After this query is run, it may be some time before the same connection is used again to perform other tasks, though other connections can still be operating on the database in the mean time.
Should I be calling connection.commit() soon after the cursor.execute(...) call to ensure that the operation hasn't left an unfinished transaction on the connection?
There are thwo things you need to take into account:
the isolation level in effect
what kind of state you want to "see" in your transaction
The default isolation level in MySQL is REPEATABLE READ which means that if you run a SELECT twice inside a transaction you will see exactly the same data even if other transactions have committed changes.
Most of the time people expect to see committed changes when running the second select statement - which is the behaviour of the READ COMMITTED isolation level.
If you did not change the default level in MySQL and you do expect to see changes in the database if you run a SELECT twice in the same transaction - then you can't do it in the "same" transaction and you need to commit your first SELECT statement.
If you actually want to see a consistent state of the data in your transaction then you should not commit apparently.
then after several minutes, the first process carries out an operation which is transactional and attempts to commit. Would this commit fail?

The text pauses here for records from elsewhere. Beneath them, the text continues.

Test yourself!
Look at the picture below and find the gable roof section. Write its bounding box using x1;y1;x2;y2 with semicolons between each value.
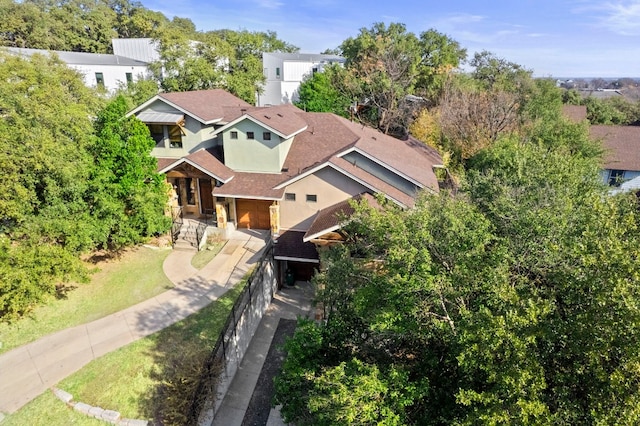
213;172;284;200
214;104;307;139
127;89;252;124
158;148;234;183
302;192;378;242
277;113;442;201
589;125;640;171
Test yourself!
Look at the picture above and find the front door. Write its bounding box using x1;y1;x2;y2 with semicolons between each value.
198;179;215;214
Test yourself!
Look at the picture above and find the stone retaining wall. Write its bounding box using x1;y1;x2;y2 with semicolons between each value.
52;388;149;426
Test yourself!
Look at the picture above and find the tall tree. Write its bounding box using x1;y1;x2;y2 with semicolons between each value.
276;105;640;425
89;96;170;249
0;50;99;320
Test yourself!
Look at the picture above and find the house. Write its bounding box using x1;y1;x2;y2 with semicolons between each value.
129;89;442;279
258;52;345;106
589;125;640;187
6;47;149;92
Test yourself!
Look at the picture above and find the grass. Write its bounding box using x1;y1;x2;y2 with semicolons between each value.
2;281;245;426
0;247;173;353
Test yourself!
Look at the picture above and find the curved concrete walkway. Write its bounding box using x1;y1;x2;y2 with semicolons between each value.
0;231;267;413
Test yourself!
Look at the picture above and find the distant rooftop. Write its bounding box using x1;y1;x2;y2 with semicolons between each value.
6;47;148;66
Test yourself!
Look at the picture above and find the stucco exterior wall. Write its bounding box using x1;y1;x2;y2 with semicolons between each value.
222;120;291;173
280;167;367;231
147;101;218;158
69;64;148;92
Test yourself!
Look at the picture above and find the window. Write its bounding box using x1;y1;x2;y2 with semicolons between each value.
96;72;104;89
609;170;624;186
184;178;196;206
148;124;164;146
168;126;182;148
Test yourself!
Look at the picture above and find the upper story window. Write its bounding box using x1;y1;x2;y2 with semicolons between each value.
147;124;183;148
167;126;182;148
148;124;164;146
96;72;104;89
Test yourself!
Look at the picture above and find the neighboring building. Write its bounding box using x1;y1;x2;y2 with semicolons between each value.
589;125;640;187
258;53;345;106
111;38;160;63
129;89;442;279
6;47;148;92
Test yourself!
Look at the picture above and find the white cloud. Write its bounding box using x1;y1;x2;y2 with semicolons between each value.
255;0;284;9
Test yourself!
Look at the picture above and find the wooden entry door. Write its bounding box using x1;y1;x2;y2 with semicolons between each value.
198;179;214;214
236;200;273;229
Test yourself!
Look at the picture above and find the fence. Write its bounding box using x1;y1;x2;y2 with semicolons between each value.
188;243;278;425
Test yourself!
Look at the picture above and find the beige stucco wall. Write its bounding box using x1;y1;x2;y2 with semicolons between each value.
146;101;217;158
222;120;292;173
280;167;367;231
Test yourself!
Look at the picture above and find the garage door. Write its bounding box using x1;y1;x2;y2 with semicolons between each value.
236;200;273;229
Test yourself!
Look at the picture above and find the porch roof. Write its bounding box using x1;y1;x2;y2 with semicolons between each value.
213;172;284;200
302;192;379;242
273;231;320;263
138;111;184;124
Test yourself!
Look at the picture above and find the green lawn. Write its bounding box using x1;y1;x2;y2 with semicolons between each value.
2;281;244;426
0;247;173;353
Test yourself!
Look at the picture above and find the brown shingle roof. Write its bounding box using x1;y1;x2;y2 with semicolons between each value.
304;192;378;241
213;172;284;200
273;231;319;262
185;148;235;182
158;89;252;123
589;125;640;171
247;104;307;136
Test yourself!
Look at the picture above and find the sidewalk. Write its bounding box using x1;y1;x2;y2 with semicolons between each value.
0;231;266;413
211;281;314;426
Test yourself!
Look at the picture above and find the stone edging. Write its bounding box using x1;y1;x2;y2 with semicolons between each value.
51;388;149;426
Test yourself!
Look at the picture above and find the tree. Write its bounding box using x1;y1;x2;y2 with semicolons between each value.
0;50;99;320
89;96;170;249
295;64;354;117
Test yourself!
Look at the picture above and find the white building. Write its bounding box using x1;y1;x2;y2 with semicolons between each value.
7;47;148;92
111;38;160;62
258;53;345;106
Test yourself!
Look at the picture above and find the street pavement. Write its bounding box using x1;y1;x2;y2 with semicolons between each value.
0;231;268;418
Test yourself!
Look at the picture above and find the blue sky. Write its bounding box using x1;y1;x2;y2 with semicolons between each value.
142;0;640;78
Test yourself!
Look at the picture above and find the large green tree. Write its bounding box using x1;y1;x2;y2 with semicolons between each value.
276;102;640;425
89;96;170;249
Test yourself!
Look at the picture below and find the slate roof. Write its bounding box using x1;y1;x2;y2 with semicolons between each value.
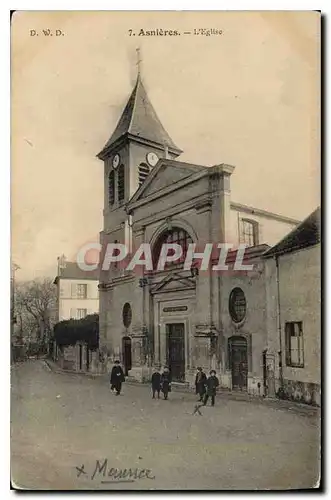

That totally depends on your definition of "is transactional". Anything you do in a relational database "is transactional" (That's not entirely true for MySQL actually, but for the sake of argumentation you can assume this if you are only using InnoDB as your storage engine).
If that "first process" only selects data (i.e. a "read only transaction"), then of course the commit will work. If it tried to modify data that another transaction has already committed and you are running with REPEATABLE READ you probably get an error (after waiting until any locks have been released). I'm not 100% about MySQL's behaviour in that case.
You should really try this manually with two different sessions using your favorite SQL client to understand the behaviour. Do change your isolation level as well to see the effects of the different levels too.